Por Maurício de Novais Reis*
Parte Final – Finalizamos a parte anterior deste artigo afirmando que a psicanálise confere ao sujeito o direito de exercer sua subjetividade, elaborar seus conflitos intrapsíquicos, reconstituir seu discurso frente ao real, numa perspectiva de reconstrução do próprio desejo. Sim, a psicanálise confere ao sujeito a possibilidade de mergulhar no profundo de si mesmo, através das elaborações significantes e reconhecer-se como sujeito desejante. À medida que os significantes se encadeiam, estabelecendo conexões com o inconsciente do indivíduo, este passa a elaborar seus conflitos intrapsíquicos, fomentando, por fim, o conhecimento de si mesmo, da própria subjetividade.
Neste sentido, embora os fármacos apresentem certa medida de eficácia diante dos sofrimentos apresentados pelo corpo, posto que provocam reações químicas na constituição neurobiológica dos indivíduos que fazem desaparecer os sintomas, não são capazes, por outro lado, de estruturar uma especulação acerca das origens dos sintomas manifestos.
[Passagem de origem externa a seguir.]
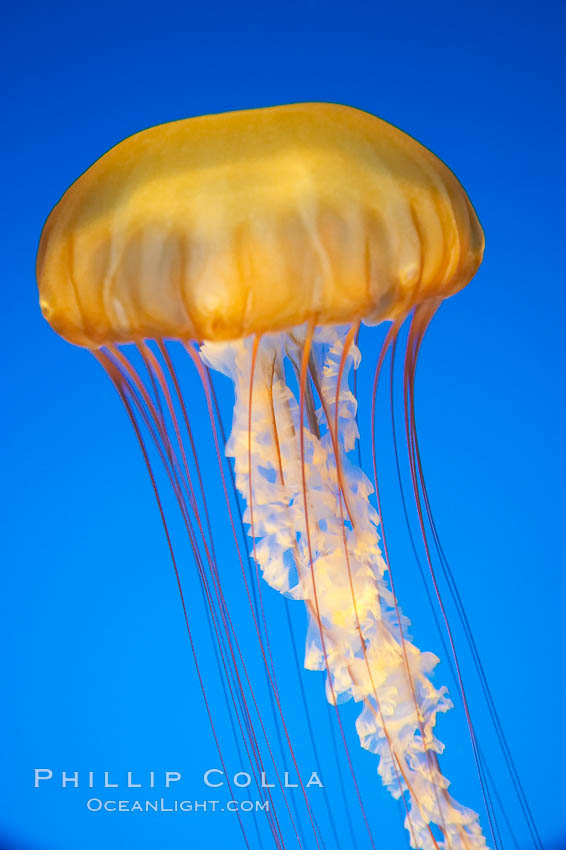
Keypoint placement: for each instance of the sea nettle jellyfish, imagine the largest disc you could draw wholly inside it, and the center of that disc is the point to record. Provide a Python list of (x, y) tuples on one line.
[(260, 240)]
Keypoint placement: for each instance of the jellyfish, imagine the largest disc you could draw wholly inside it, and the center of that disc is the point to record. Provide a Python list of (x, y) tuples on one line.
[(259, 241)]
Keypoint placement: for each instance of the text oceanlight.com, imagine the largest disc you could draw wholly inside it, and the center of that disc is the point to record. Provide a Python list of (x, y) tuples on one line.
[(97, 805)]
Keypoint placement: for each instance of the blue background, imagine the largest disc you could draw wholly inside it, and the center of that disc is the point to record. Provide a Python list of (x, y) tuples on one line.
[(96, 667)]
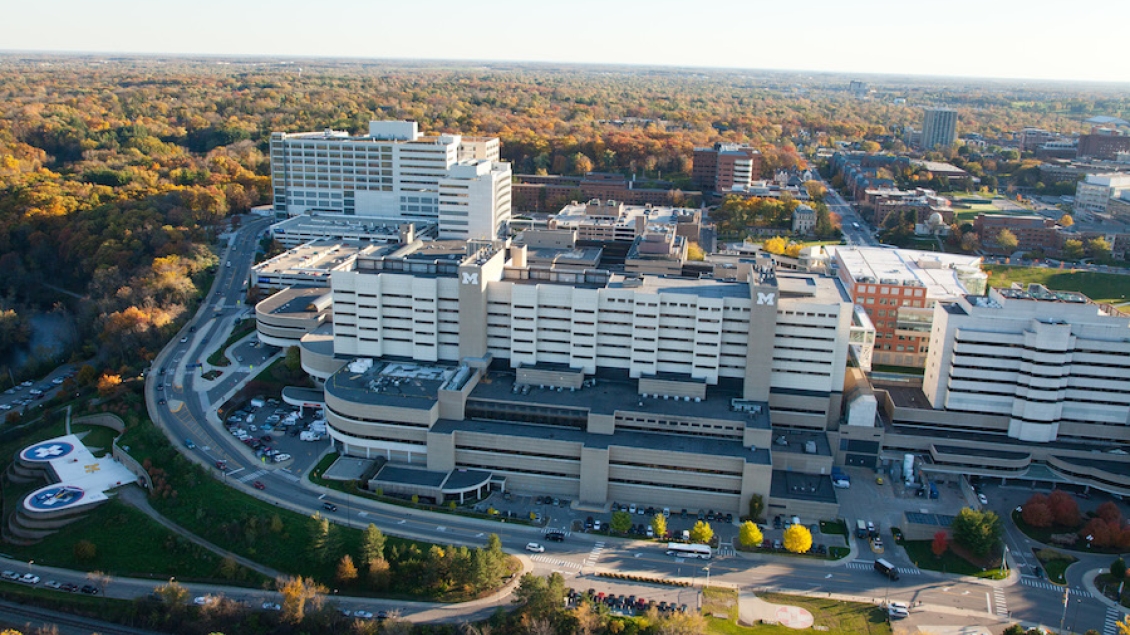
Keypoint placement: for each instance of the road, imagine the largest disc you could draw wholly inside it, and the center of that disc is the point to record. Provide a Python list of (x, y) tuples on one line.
[(185, 416), (857, 232)]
A psiquiatria biológica, utilizando-se da tabela diagnóstica catalogada no Manual Diagnóstico e Estatístico dos Transtornos Mentais – DSM, propõe intervenções biológicas, medicamentosas e neuroquímicas. Todavia, fundamentada nas teorias de Freud, cuja desconfiança fica patente nos escritos freudianos, a psicanálise procura propor caminhos diversificados. Obviamente, aqui não se afirma que os psicofármacos sejam inúteis (na parte anterior afirmamos a necessidade de utilização de fármacos em alguns quadros de transtornos mentais, sempre com rigoroso acompanhamento médico), porém neste aspecto a desconfiança parece bastante salutar. Tuchtenhagen afirma que a “tabela diagnóstica do DSM-IV sobre o TDAH são manifestações que podem ser encontradas em crianças neuróticas, border ou psicóticas como produto de defesas maníacas, elementos depressivos, atitudes de dissociação, histerias, condutas regressivas ou falhas no recalcamento primário”.
Desta forma, o que está em jogo na clínica psicanalítica, muito mais do que a descrição da sintomatologia para posterior intervenção terapêutica, é a consciência de que há um saber para além da racionalidade científica, que a psicanálise denomina de inconsciente, no qual as respostas acerca do sofrimento psíquico podem estar escamoteadas.
Mesmo assim, essas afirmações não implicam que os saberes psiquiátricos sejam dispensáveis. Pelo contrário. Os saberes psiquiátricos poderão proporcionar novos aportes à compreensão no que se refere aos transtornos mentais em geral, e ao TDAH em particular, dentro dos limites de sua atuação. Até porque, as melhores condições de acompanhamento dos sujeitos com esses transtornos não se encontram na disputa entre os variados saberes, mas na parceria multidisciplinar desses saberes.
Portanto, partimos do pressuposto de que as variadas áreas do saber detêm um discurso sobre a condição humana que poderá viabilizar as necessárias descobertas acerca das semiologias dos transtornos mentais, bem como oferecer condições profícuas no tocante à terapêutica. Para tanto, as disciplinas que discutem esta temática estão convidadas a participar deste importante debate. Pois, como disse Jung, nesta empreitada de ‘tocar a alma humana, devemos ser apenas outras almas humanas’.
*Maurício de Novais Reis é Psicanalista, Especialista em Teoria Psicanalítica e Professor no Colégio Estadual Democrático Ruy Barbosa.